Devidamente intimado, o Estado do Piauí apresentou contrarrazões (ID. 7263827) e pugnou pela manutenção da decisão agravada, aduzindo que a empresa agravada deixou de atacar os fundamentos da decisão, devendo, só por esse motivo, ter sido negado monocraticamente o seu seguimento. Alega que a agravante tenta induzir o judiciário a erro, ao afirmar que o caso em questão se enquadra ao Tema nº 1093 do STF, o que não é o caso, haja vista que, o STF analisou o problema da aquisição de mercadorias por consumidor final, diretamente, de fornecedor localizado em outro Estado, enquanto a agravante discute a cobrança antecipada de ICMS, na entrada (aquisição) de mercadorias por ela adquiridas, com fundamento no art. 96, do Regulamento.

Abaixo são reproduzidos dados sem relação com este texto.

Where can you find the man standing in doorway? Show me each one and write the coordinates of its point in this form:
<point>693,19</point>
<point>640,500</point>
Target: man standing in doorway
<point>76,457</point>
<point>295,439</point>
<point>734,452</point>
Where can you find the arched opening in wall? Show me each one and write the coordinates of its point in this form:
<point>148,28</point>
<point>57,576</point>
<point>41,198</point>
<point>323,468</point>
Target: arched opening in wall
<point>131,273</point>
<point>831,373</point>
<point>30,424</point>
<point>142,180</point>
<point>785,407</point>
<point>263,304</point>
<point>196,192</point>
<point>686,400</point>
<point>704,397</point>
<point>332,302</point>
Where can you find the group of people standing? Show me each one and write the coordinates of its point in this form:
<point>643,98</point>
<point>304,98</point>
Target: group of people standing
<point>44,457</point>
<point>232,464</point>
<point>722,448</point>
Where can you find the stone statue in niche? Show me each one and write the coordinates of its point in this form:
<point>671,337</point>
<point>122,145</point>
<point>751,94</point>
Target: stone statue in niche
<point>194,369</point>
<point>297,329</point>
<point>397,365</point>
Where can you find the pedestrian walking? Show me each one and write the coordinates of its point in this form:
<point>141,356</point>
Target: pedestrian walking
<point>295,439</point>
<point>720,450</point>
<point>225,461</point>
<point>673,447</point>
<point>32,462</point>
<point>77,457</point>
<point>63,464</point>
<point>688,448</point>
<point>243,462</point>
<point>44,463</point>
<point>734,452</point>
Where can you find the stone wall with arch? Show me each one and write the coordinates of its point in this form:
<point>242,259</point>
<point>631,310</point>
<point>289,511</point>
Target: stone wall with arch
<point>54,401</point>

O Ministério Público Superior deixou de manifestar-se acerca do mérito por não vislumbrar interesse público. (ID 4708998)

É o que importa relatar.

Determino a inclusão em pauta de julgamento.



VOTO


Em análise ao presente caso, impõe trazer à colação o art. 13 da Lei Complementar nº 123/06, bem como seu §1º, XIII, “g”. Vejamos:


“Art. 13. O Simples Nacional implica o recolhimento mensal, mediante documento único de arrecadação, dos seguintes impostos e contribuições:

I - Imposto sobre a Renda da Pessoa Jurídica - IRPJ;

II - Imposto sobre Produtos Industrializados - IPI, observado o disposto no inciso XII do § 1o deste artigo;

III - Contribuição Social sobre o Lucro Líquido - CSLL;

IV - Contribuição para o Financiamento da Seguridade Social - COFINS, observado o disposto no inciso XII do § 1o deste artigo;

V - Contribuição para o PIS/Pasep, observado o disposto no inciso XII do § 1o deste artigo; VI - Contribuição Patronal Previdenciária - CPP para a Seguridade Social, a cargo da pessoa jurídica, de que trata o art. 22 da Lei nº 8.212, de 24 de julho de 1991, exceto no caso da microempresa e da empresa de pequeno porte que se dedique às atividades de prestação de serviços referidas no § 5º-C do art. 18 desta Lei Complementar;

VII - Imposto sobre Operações Relativas à Circulação de Mercadorias e Sobre Prestações de Serviços de Transporte Interestadual e Intermunicipal e de Comunicação - ICMS;

VIII - Imposto sobre Serviços de Qualquer Natureza – ISS.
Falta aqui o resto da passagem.